THÉO BRANDÃO E O FOLCLORE DE ALAGOAS

No dia 29 de setembro, a morte do maior folclorista que o estado já teve, Theotônio Vilela Brandão, completa 39 anos. Ele decidiu deixar a carreira na medicina em segundo plano, para se dedicar inteiramente à pesquisa folclórica. Seu legado foi tão vasto que em 1975, quando decidiu doar todo seu acervo de arte popular para a Universidade Federal de Alagoas, foi preciso construir um novo prédio para abrigar o material. Esse foi o primeiro Museu Théo Brandão (MTB), que ficava localizado no Pontal da Barra.

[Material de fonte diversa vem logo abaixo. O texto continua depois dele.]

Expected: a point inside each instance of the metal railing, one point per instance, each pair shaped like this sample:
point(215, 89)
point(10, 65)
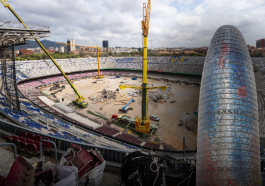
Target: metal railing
point(109, 154)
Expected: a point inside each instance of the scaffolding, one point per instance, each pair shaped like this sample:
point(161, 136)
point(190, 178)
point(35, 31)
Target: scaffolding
point(12, 34)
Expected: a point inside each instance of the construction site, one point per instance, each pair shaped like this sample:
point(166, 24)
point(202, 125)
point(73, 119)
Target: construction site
point(105, 98)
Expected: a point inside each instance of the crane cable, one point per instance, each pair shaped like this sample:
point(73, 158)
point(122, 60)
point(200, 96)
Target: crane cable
point(128, 105)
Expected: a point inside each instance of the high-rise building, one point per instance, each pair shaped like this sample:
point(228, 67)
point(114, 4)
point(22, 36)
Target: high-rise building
point(70, 47)
point(105, 44)
point(61, 49)
point(260, 43)
point(228, 148)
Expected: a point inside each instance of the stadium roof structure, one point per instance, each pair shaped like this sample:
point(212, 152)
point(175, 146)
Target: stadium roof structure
point(13, 33)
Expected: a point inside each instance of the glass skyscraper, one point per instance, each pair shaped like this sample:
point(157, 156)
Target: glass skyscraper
point(228, 129)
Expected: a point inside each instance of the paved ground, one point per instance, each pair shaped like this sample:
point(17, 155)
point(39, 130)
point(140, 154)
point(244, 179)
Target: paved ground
point(186, 97)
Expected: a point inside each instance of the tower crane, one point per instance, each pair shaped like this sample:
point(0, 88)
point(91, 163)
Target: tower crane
point(80, 99)
point(98, 50)
point(143, 124)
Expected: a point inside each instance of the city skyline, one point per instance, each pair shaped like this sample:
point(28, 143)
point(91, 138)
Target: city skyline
point(174, 23)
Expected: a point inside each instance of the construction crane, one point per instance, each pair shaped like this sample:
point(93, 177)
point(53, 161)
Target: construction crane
point(98, 50)
point(80, 99)
point(126, 108)
point(143, 124)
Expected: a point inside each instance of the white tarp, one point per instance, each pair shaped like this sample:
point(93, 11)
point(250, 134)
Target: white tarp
point(68, 175)
point(94, 176)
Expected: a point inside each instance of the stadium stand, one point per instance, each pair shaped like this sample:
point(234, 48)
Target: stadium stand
point(80, 68)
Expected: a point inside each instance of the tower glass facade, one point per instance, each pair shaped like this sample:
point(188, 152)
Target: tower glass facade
point(105, 44)
point(228, 130)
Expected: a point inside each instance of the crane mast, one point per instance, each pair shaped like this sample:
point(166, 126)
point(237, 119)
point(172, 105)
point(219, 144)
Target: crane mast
point(79, 97)
point(143, 124)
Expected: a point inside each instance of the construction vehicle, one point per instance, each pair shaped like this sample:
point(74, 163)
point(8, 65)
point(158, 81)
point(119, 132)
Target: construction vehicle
point(55, 86)
point(126, 108)
point(98, 50)
point(126, 120)
point(155, 118)
point(143, 124)
point(113, 118)
point(154, 128)
point(79, 98)
point(59, 90)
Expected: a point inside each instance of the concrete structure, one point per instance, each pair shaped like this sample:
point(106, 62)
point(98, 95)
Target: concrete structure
point(105, 44)
point(70, 47)
point(228, 130)
point(260, 43)
point(61, 49)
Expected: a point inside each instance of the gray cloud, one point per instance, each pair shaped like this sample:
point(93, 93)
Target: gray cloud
point(173, 22)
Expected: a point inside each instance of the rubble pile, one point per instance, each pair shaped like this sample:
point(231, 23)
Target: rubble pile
point(105, 95)
point(158, 95)
point(134, 93)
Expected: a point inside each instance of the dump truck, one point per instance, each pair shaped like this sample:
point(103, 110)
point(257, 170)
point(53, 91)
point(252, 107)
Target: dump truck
point(126, 120)
point(55, 86)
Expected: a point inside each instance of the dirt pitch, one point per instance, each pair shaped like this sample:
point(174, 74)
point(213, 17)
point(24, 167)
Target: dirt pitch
point(186, 97)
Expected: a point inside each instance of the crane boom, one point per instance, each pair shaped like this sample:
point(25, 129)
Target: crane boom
point(98, 50)
point(6, 5)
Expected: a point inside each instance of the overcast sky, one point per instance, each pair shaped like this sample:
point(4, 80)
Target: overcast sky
point(174, 23)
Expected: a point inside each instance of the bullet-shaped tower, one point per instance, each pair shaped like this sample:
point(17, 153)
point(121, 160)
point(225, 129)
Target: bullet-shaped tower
point(228, 129)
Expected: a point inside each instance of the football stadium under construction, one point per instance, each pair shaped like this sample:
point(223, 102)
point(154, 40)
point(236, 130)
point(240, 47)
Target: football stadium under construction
point(131, 120)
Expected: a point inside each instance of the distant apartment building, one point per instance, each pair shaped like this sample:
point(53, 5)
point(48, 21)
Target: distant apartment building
point(50, 51)
point(76, 52)
point(105, 44)
point(25, 52)
point(260, 43)
point(71, 46)
point(118, 49)
point(61, 49)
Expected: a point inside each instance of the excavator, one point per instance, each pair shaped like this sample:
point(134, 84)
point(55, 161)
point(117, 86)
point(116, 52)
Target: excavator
point(79, 99)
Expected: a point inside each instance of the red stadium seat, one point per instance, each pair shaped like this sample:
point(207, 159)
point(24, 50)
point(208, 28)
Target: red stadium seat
point(45, 145)
point(37, 143)
point(16, 142)
point(37, 138)
point(30, 141)
point(30, 136)
point(8, 139)
point(33, 148)
point(14, 137)
point(22, 139)
point(23, 145)
point(23, 134)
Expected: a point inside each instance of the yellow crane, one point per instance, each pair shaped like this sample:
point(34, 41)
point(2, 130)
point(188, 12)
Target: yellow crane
point(143, 124)
point(98, 50)
point(80, 99)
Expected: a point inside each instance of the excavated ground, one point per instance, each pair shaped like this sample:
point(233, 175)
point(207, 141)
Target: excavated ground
point(186, 99)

Segundo Carmen Lúcia Dantas, o alagoano é hoje a maior referência acadêmica no estudo do tema, em tudo que diz respeito a tradição e cultura popular. Sua linha de pesquisa entrelaça áreas da etnologia, do estudo do comportamento de um determinado povo. “Théo Brandão debruçou-se sobre nossas manifestações folclóricas, deixando um importante legado tanto em acervo material, hoje no Museu que leva seu nome, como na formação de seus alunos voltados para a Sociologia e a Antropologia em nossa UFAL”, afirma Dantas. Para a data de comemoração dos 45 anos do MTB, a UFAL, órgão responsável pela administração do museu, preparou um evento adaptado aos tempos de pandemia em que vivemos. Aproveitando também o gancho do Dia do Folclore, a Universidade apresentou uma live sobre cultura popular, mediada pela museóloga Hildênia Oliveira. O museu, durante o período de isolamento, ganhou ainda uma tour virtual em 360º, que pode ser acessada através do site da instituição: http://mtb.ufal.br.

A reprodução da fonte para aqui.